Division of Radiation Biophysics, Massachusetts General Hospital and Harvard Medical School, Boston, MA 02114, United States of America.
Phys Med Biol. 2018 Jul 24;63(15):155001. doi: 10.1088/1361-6560/aacfb4.
Definition of the clinical target volume (CTV) is one of the weakest links in the radiation therapy chain. In particular, inability to account for uncertainties is a severe limitation in the traditional CTV delineation approach. Here, we introduce and test a new concept for tumor target definition, the clinical target distribution (CTD). The CTD is a continuous distribution of the probability of voxels to be tumorous. We describe an approach to incorporate the CTD in treatment plan optimization algorithms, and implement it in a commercial treatment planning system. We test the approach in two synthetic and two clinical cases, a sarcoma and a glioblastoma case. The CTD is straightforward to implement in treatment planning and comes with several advantages. It allows one to find the most suitable tradeoff between target coverage and sparing of surrounding healthy organs at the treatment planning stage, without having to modify or redraw a CTV. Owing to the variable probabilities afforded by the CTD, a more flexible and more clinically meaningful sparing of critical structure becomes possible. Finally, the CTD is expected to reduce the inter-user variability of defining the traditional CTV.

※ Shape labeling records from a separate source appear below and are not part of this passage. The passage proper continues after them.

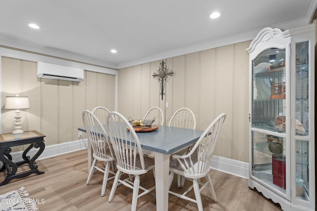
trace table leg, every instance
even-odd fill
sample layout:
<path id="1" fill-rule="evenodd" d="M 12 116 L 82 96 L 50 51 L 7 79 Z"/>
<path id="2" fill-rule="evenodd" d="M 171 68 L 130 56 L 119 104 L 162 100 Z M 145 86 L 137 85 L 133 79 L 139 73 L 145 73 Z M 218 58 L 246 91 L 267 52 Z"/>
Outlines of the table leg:
<path id="1" fill-rule="evenodd" d="M 167 211 L 169 182 L 168 178 L 169 155 L 156 152 L 155 156 L 157 211 Z"/>
<path id="2" fill-rule="evenodd" d="M 27 156 L 26 154 L 33 146 L 36 148 L 39 148 L 39 149 L 35 155 L 30 160 L 29 157 Z M 8 159 L 11 158 L 11 160 L 12 160 L 11 156 L 7 156 L 7 154 L 11 152 L 10 147 L 7 147 L 0 148 L 0 161 L 3 163 L 3 166 L 7 170 L 6 178 L 2 182 L 0 183 L 0 186 L 7 184 L 13 179 L 24 178 L 32 173 L 36 173 L 37 174 L 44 173 L 44 171 L 39 170 L 38 166 L 36 165 L 35 160 L 44 151 L 45 148 L 45 144 L 43 142 L 32 144 L 25 150 L 22 154 L 22 157 L 24 160 L 16 163 L 12 162 Z M 27 163 L 29 164 L 29 167 L 31 170 L 17 174 L 17 167 Z"/>

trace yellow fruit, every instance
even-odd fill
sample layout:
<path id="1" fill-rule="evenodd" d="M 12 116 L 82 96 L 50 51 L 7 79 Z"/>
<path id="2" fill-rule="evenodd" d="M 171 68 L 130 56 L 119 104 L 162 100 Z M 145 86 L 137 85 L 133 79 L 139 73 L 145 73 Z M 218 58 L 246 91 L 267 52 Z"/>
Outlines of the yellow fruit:
<path id="1" fill-rule="evenodd" d="M 132 124 L 133 124 L 133 126 L 138 126 L 140 124 L 140 121 L 138 120 L 135 120 L 132 122 Z"/>

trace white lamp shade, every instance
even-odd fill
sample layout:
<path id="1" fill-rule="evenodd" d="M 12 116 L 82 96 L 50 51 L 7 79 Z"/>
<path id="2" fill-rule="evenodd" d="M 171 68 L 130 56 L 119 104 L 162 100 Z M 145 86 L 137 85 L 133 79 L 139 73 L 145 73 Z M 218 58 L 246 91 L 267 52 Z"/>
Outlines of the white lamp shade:
<path id="1" fill-rule="evenodd" d="M 6 97 L 4 106 L 5 109 L 23 109 L 29 108 L 28 97 Z"/>

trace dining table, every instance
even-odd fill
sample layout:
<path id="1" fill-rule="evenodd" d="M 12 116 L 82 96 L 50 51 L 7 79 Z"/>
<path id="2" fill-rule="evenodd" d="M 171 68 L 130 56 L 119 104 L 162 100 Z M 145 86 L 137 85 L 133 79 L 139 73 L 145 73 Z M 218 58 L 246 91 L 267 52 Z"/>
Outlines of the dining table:
<path id="1" fill-rule="evenodd" d="M 104 126 L 105 128 L 106 126 Z M 196 142 L 204 131 L 158 126 L 154 131 L 137 132 L 143 152 L 154 156 L 157 211 L 167 211 L 170 156 Z M 87 132 L 84 127 L 80 131 Z M 127 132 L 129 132 L 127 131 Z M 93 159 L 88 141 L 88 170 Z"/>

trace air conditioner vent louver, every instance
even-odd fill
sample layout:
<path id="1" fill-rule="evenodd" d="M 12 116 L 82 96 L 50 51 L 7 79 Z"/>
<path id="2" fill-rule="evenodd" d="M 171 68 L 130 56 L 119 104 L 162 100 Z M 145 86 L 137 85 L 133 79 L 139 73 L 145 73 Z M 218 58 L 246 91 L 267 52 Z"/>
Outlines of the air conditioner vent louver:
<path id="1" fill-rule="evenodd" d="M 84 70 L 53 64 L 38 62 L 38 77 L 81 82 L 84 81 Z"/>

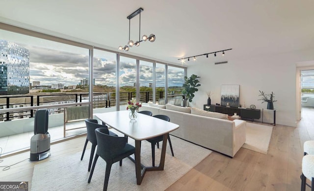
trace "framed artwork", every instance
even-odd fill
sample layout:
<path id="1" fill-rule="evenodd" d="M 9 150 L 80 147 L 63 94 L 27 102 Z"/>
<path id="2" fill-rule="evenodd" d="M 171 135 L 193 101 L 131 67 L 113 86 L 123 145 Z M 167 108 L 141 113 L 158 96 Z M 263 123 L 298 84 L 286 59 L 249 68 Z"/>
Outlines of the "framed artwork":
<path id="1" fill-rule="evenodd" d="M 239 106 L 239 85 L 222 85 L 220 104 L 227 107 Z"/>

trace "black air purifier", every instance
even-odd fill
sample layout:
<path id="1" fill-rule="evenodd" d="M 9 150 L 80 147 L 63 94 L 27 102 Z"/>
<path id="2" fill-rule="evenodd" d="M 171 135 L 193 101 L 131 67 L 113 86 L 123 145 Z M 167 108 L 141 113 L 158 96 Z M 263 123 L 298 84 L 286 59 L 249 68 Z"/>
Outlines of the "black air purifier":
<path id="1" fill-rule="evenodd" d="M 50 135 L 48 133 L 48 110 L 35 113 L 34 136 L 30 139 L 30 161 L 40 161 L 50 156 Z"/>

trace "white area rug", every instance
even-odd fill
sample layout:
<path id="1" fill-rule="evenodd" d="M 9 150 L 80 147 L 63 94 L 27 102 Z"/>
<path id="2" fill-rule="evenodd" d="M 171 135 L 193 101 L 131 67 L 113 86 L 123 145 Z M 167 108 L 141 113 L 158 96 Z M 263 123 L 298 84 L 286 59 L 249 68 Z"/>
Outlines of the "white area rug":
<path id="1" fill-rule="evenodd" d="M 146 172 L 141 185 L 136 185 L 135 164 L 130 159 L 123 160 L 112 165 L 108 185 L 108 191 L 163 191 L 186 173 L 212 151 L 176 137 L 171 136 L 175 156 L 172 157 L 169 146 L 164 170 Z M 129 143 L 134 141 L 129 139 Z M 90 143 L 89 143 L 90 144 Z M 155 149 L 155 164 L 158 164 L 161 151 Z M 83 148 L 82 147 L 82 150 Z M 52 155 L 53 154 L 52 153 Z M 101 191 L 103 190 L 105 162 L 99 157 L 90 183 L 87 183 L 87 171 L 90 149 L 85 151 L 80 161 L 81 152 L 45 163 L 36 165 L 31 183 L 32 191 Z M 141 162 L 152 165 L 150 143 L 142 142 Z M 134 156 L 133 155 L 132 156 Z"/>
<path id="2" fill-rule="evenodd" d="M 267 154 L 273 127 L 246 123 L 246 141 L 242 147 Z"/>

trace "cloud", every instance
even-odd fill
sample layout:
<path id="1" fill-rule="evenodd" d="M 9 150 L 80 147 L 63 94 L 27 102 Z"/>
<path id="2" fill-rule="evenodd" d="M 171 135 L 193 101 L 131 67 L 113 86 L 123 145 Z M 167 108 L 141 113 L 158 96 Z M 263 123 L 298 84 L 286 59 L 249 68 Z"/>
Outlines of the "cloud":
<path id="1" fill-rule="evenodd" d="M 88 55 L 29 45 L 22 46 L 29 50 L 30 82 L 39 81 L 41 84 L 62 83 L 68 86 L 78 84 L 81 80 L 88 78 Z M 136 81 L 136 64 L 132 62 L 135 60 L 126 58 L 120 63 L 120 86 L 133 86 Z M 115 86 L 116 60 L 94 57 L 93 61 L 96 84 Z M 153 82 L 153 65 L 140 66 L 140 85 L 148 86 L 150 83 Z M 156 71 L 156 86 L 164 87 L 164 68 L 157 68 Z M 168 77 L 169 86 L 182 86 L 184 82 L 184 71 L 169 70 Z"/>

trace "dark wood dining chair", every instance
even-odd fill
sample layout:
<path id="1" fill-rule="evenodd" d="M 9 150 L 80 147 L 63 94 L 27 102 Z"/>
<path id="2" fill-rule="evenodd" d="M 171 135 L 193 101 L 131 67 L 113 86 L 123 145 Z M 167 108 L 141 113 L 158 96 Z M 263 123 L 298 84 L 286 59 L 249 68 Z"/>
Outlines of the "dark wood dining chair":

临床靶区(CTV)的定义是放射治疗链中的最薄弱环节之一。特别是,无法考虑不确定性是传统 CTV 勾画方法的严重限制。在这里,我们引入并测试了肿瘤靶区定义的新概念,即临床靶区分布(CTD)。CTD 是体素为肿瘤的概率的连续分布。我们描述了一种将 CTD 纳入治疗计划优化算法的方法,并将其实现到商业治疗计划系统中。我们在两个合成病例和两个临床病例(肉瘤和胶质母细胞瘤)中测试了该方法。CTD 易于在治疗计划中实施,并具有几个优点。它允许在治疗计划阶段找到最合适的肿瘤覆盖范围和周围健康器官保护之间的权衡,而无需修改或重新勾画 CTV。由于 CTD 提供的可变概率,可以更灵活和更有临床意义地保护关键结构。最后,预计 CTD 将减少传统 CTV 定义的用户间变异性。